The lemurs were observed for a one year using an Instantaneous Focal Sampling Method every 5 minutes and an All Occurrences Method for rare behaviours. Perceived predation risk was evaluated indirectly in terms of frequencies of anti-predator strategies (alarm calls and scanning) used by the lemurs during feeding and resting sessions. I used as predictors the exposure in tree crowns, the exposure within the forest canopy, the party size, the distance travelled, and physiological stress.

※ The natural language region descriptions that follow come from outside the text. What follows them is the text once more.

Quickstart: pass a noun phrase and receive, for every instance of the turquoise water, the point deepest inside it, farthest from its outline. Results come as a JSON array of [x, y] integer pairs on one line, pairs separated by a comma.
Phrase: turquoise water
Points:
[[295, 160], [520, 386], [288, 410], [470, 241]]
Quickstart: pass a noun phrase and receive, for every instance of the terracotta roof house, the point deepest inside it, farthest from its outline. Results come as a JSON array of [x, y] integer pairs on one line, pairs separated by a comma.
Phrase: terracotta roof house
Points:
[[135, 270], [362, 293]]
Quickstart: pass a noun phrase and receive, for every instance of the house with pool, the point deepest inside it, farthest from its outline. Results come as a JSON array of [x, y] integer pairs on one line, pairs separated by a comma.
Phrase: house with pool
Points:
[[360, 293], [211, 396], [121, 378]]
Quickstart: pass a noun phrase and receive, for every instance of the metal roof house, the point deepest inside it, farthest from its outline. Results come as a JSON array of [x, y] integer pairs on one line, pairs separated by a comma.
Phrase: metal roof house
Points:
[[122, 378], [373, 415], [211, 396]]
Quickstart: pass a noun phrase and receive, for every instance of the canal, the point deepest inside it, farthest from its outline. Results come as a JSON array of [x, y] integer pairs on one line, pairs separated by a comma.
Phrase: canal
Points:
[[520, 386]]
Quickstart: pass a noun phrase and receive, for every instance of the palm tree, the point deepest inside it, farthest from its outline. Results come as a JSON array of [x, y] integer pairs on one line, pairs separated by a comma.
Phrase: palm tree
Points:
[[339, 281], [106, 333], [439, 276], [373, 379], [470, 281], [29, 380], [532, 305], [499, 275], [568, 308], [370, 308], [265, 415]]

Perceived predation risk, the response variables, and all the predictors were modelled using a General Linear Model.
Furthermore, in order to elucidate the function of the unusual adult sex ratio in Eulemur collaris, which shows a multimale-multifemale social structure, the possible anti-predator role of the “extra-males” both for vigilance and as “sentinels” to better defend the offspring was tested by analysing the effect of sex, rank and presence of infants both on scanning frequencies and alarm rates, by using a Repeated Measures ANOVA model.
A significant difference in terms of scanning rate was found between groups during feeding. The exposure on the crown and party size had a significant effect on alarm rates during feeding. No significant effect of the exposure in the canopy was found in terms of perceived predation risk. Daily path length had a significant effect during feeding both on alarm rates and scanning frequencies. Physiological stress had a significant effect on alarm rate during feeding.
This findings seems to confirm the hypothesis that in fragmented habitats animals have to accurately evaluate costs and benefits of their survival strategies, in order to cope simultaneously with their perceived predation risk and with scarcity and patchily distribution of food resources, by making a choice accordingly to their constraints. This is further supported by the negative correlation found in the present study between time spent feeding and time spent for predator vigilance: indeed, in order to maximize their food intake, E. collaris seems to minimize the scanning frequencies during feeding, preferring to rather rely on some "sentinel" individuals that perform anti-predator alarm calls.
No one of the social correlates considered in the analysis (sex, rank, presence of offspring) had a significant differences in terms of alarm rates or scanning frequencies. This finding does not support the possible anti-predator role of the extra-males for a better defence of infants against predators.
Primate conservation strategies should take into account the role of predation in fragmented habitats. The present study is consistent with the most recent researches which underlined the necessity to evaluate the simultaneous effect distribution and availability of resources and lemurs' landscape of fear in fragmented habitats.
In fact, even when the animals are able to survive on available resources, potential extirpation due to predation events may have profound consequence for the ecosystem being recolonization less likely in forest fragments.